Michael Faraday’s London

Setting off from London in October 1813 to travel on the continent, Michael Faraday found the education of an artist in the company of a scientist. He was twenty-two years old when he left England with Sir Humphry Davy, the most famous and admired scientist of his day, taking with him notebooks in which he wrote a unique diary, perceptive, full of incident and detail, of art and antiquities, of scientific experiments and discovery in the making, and of Europe at a moment of unparalleled change. But he took with him also the affection and good wishes of Richard Cosway, as fashionable and controversial a painter as Davy was a scientist, and of the distinguished and level-headed architect George Dance the Younger, and so had the added opportunity of experiencing the antiquities, landscape and history of Europe with the distant guidance of two senior Royal Academicians. With Davy beside him, and Cosway and Dance at home, Faraday’s entourage of mentors was complete.

Faraday’s diary of his eighteen-month continental journey, and the many letters home that surround it, reveals the formation of a man whose scientific discoveries would begin within thirty years to affect through gradual change the lives of every person on the planet.

In the twenty-first century, Michael Faraday’s discoveries and improvements have become given facts and facilities. Electricity comes out of the plug in the wall; shirts and dresses of every subtle shade of dye hang on the rails of clothes shops; we wear spectacles with precision-made lenses, use steel razors, stir tea with electroplated spoons; we fly in aeroplanes free of harm from lightning strikes; we sail in ships warned off rocks by effective lighthouses; and we swim in pools tinctured by liquid chlorine. But in taking a clear occasional glimpse back at the roots of all these standards of modern life, time and again we see the figure of Michael Faraday standing at the distant crossroads.

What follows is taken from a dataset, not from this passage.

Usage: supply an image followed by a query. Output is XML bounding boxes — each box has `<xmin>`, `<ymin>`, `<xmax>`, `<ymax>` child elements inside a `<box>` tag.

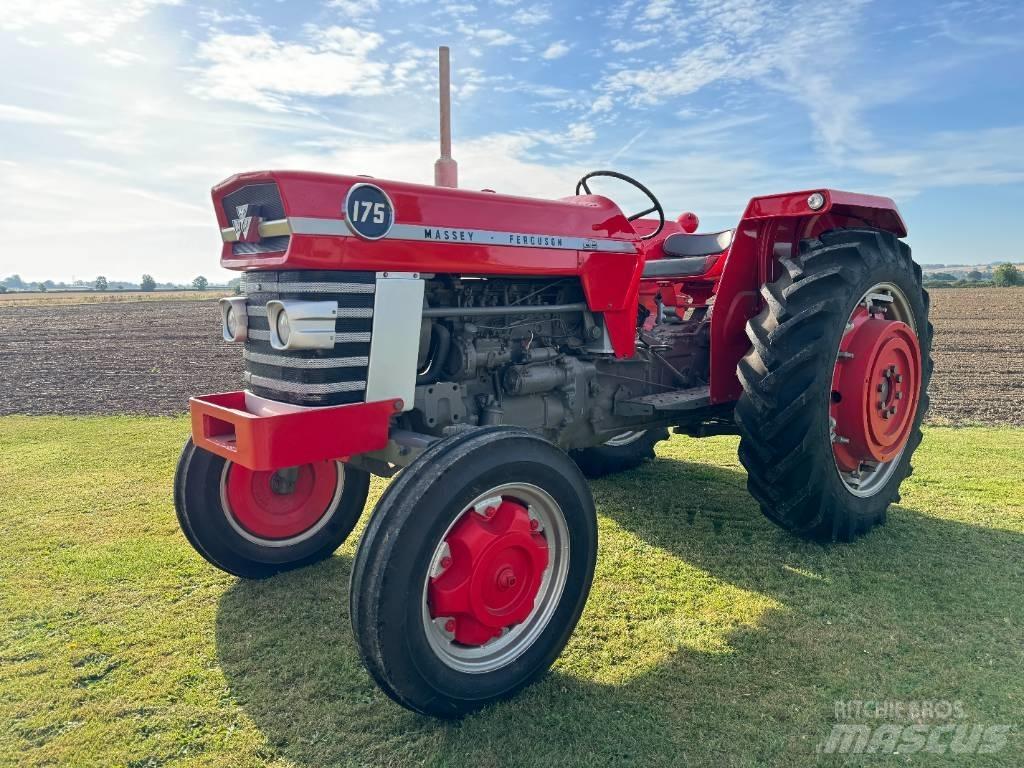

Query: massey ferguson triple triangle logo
<box><xmin>231</xmin><ymin>203</ymin><xmax>260</xmax><ymax>243</ymax></box>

If Faraday had not made the scientific discoveries he did, somebody else, or a chain of other people, would quite rapidly have done so. Life now would have been recognisably similar but for one particular: Faraday never patented anything. He built no fences around his discoveries to increase personal gain, nor did he market appliances, such as the electric motor or the dynamo, to exploit them. When his experimental ideas were progressing towards the inevitable practical application he passed them on to others. Faraday saw his role as reading ‘the book of nature … written by the finger of God’,>1 determining, through experiment, analysis and deduction, a huge network of interconnected scientific principles which he gave as general knowledge to humanity. In doing so, there were no patent fees to pay to him in the nineteenth century, no ‘Faraday and Company’ to give dues to for the use of patterned cloth, razor blades or the generation of electrical power; but also, by now (if all had gone well in the twentieth century) no Faraday Foundation to distribute vast profits to speed the pursuit of happiness. We need to see and understand Faraday in the context of his time and cultural influences if we are to come to a fuller knowledge of the underpinnings of contemporary life. If we know where we have been, we may have a clearer idea of where we may be going.

In this biography I am taking a point of view that stands rather off the main track. Modern biographers of Faraday, writing largely as scientists and historians of science, have drawn portraits of the man which centre on his discoveries and their meanings. If Faraday were a seaside town these would be views of the main square, with all its colour, traffic and purpose. In looking at Faraday in his cultural context, and writing as an art historian with some minor, accidental, university experiences in science, the view I am painting is of the town and its landscape setting from the edge of the bay.